HOMER Knowledge Base

HOMER Knowledge Base

Modeling a fuel cell hybrid system

Regarding the Hydrogen solution, the limitation of an annual consumption is not possible. The challenge lies in the right-sizing of the bottle capacity in order to do a trade-off of storage cost vs dispatch cost (vs electrolizer).

 

I am not sure I see the problem.  In a system that generates its own hydrogen by electrolysis, sizing the hydrogen tank is relatively complicated task since the optimal size depends on the pattern of production (via electrolysis) and the pattern of consumption (in the fuel cell).  In a system that relies on an external source of hydrogen, the sizing of the hydrogen tank becomes a relatively simple matter depending only on the rate of consumption.

For example, if HOMER reports that the system requires 100 kg of hydrogen per year, then you know that you require 100 kg of storage capacity if you plan to replenish it once per year, or 25 kg of capacity if you plan to replenish it quarterly, and so on.  Seasonal patterns add some complexity, but not much; HOMER's graph of fuel cell output per month would indicate the relative consumption in each month.

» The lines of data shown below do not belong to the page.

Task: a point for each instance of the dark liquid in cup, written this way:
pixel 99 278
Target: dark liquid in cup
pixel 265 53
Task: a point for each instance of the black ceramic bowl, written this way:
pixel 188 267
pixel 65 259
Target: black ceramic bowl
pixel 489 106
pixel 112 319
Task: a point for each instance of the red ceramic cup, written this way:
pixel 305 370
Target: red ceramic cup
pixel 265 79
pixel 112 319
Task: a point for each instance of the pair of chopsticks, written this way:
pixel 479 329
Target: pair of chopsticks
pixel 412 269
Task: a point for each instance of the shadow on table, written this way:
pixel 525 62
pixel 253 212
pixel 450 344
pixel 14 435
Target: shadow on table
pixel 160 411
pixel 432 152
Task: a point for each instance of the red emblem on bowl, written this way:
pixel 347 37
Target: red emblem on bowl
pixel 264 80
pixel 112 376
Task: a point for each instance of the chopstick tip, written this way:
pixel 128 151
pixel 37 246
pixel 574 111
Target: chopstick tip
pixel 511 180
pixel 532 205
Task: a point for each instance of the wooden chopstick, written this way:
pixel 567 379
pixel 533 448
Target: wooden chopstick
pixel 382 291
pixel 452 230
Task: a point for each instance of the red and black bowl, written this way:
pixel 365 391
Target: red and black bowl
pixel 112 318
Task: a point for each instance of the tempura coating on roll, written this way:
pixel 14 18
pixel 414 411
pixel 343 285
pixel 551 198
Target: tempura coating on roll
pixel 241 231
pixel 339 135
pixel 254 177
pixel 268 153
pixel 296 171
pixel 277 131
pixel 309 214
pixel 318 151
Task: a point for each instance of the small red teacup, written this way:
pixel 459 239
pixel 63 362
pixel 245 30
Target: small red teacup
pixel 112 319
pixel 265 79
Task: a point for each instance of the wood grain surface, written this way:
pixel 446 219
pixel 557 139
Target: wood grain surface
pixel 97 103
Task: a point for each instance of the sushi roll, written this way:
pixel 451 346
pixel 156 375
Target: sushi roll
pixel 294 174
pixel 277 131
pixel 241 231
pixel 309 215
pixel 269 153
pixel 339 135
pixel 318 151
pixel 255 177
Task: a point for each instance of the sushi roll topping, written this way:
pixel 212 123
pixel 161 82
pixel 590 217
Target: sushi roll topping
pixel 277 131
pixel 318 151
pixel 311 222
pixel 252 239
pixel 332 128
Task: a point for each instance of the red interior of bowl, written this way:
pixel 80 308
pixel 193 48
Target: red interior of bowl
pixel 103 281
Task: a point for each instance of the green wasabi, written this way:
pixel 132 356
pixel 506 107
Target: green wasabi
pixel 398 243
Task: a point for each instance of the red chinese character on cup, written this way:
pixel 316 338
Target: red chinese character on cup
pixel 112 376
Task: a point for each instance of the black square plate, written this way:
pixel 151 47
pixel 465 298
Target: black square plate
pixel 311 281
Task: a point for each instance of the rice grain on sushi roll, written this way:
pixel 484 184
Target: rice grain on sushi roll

The foregoing assumes that the price of the hydrogen in $/kg does not depend on the size of the purchased hydrogen tanks.  If it did, then you might want to do a linked sensitivity analysis on the annual hydrogen fuel consumption limit and the hydrogen fuel cost.  (The Help system contains an explanation of linked sensitivity analyses.)  Then you would look at the sensitivity results to find the sensitivity case that leads to the lowest life cycle cost.